Si l’on en revient au thème de notre réunion et s’agissant des responsabilités respectives de la Banque et de
l’Entreprise en France compte tenu de la situation économique actuelle, je crains que cette crise soit
particulièrement significative sous deux aspects : le risque d’exclusion bancaire d’une part et l’insuffisante
transparence bancaire d’autre part.
¾ La responsabilité des Banques : risque d’exclusion bancaire, insuffisante transparence
Aujourd’hui, le système bancaire, de par sa recherche de rentabilité qui est parfaitement justifiée, subi des
normes comptables/prudentielles qui lui sont imposées. Cette situation pousse les banques à adopter des
mesures coercitives contre certaines entreprises.
Le resserrement du crédit ( credit crunch ) – que l’on a du mal à mesurer statistiquement –, auquel nous devons
faire face en France impacte notamment trois catégories d’entreprises :
- les entreprises en création ;
- les entreprises travaillant dans l’immatériel ;
- les entreprises à fort contenu technologique.
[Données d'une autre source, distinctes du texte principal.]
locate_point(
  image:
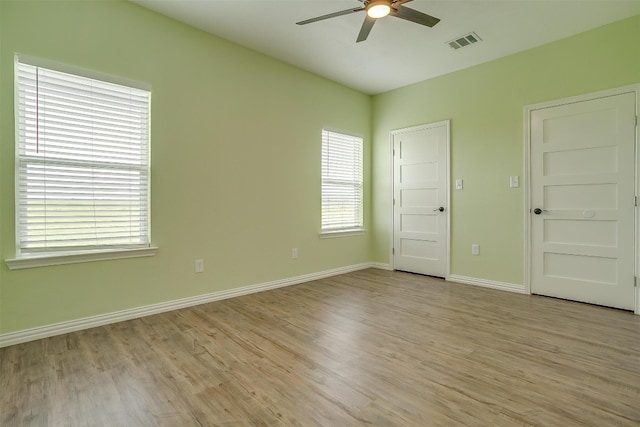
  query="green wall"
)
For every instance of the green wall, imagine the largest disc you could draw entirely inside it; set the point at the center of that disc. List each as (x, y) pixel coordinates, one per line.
(235, 161)
(485, 104)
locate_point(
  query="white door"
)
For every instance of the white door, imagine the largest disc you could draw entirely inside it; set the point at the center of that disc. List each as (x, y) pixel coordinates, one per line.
(420, 193)
(582, 201)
¾ La responsabilité des Entreprises
Dans le même temps, les dirigeants d’entreprises portent également leur part de responsabilité :
- en ne montant pas suffisamment en gamme. Les entreprises réclament un maximum de transparence dans
les relations avec leurs banques mais ne s’y prêtent pas elles mêmes ;
- et investissant peu, d’où une insuffisance technologique et un vrai problème de compétitivité, notamment par
rapport à l’Allemagne ;
- et en ne préparant pas leur succession : de trop nombreux chefs d’entreprises ne sont pas préparés à la
transmission de leur entreprise et le nombre de dépôts de bilan résultant de successions mal préparées est
trop important.
Les responsabilités sont donc partagées entre les banques et les entreprises.
Et même si, en matière de politique économique, je considère que la France est l’un des pays qui a le mieux
réagi à la crise dans la mesure où elle a donné la priorité à l’offre – aux entreprises – plutôt qu’à la demande
dans ses plans de relance. Toutefois, il reste encore beaucoup de progrès à faire.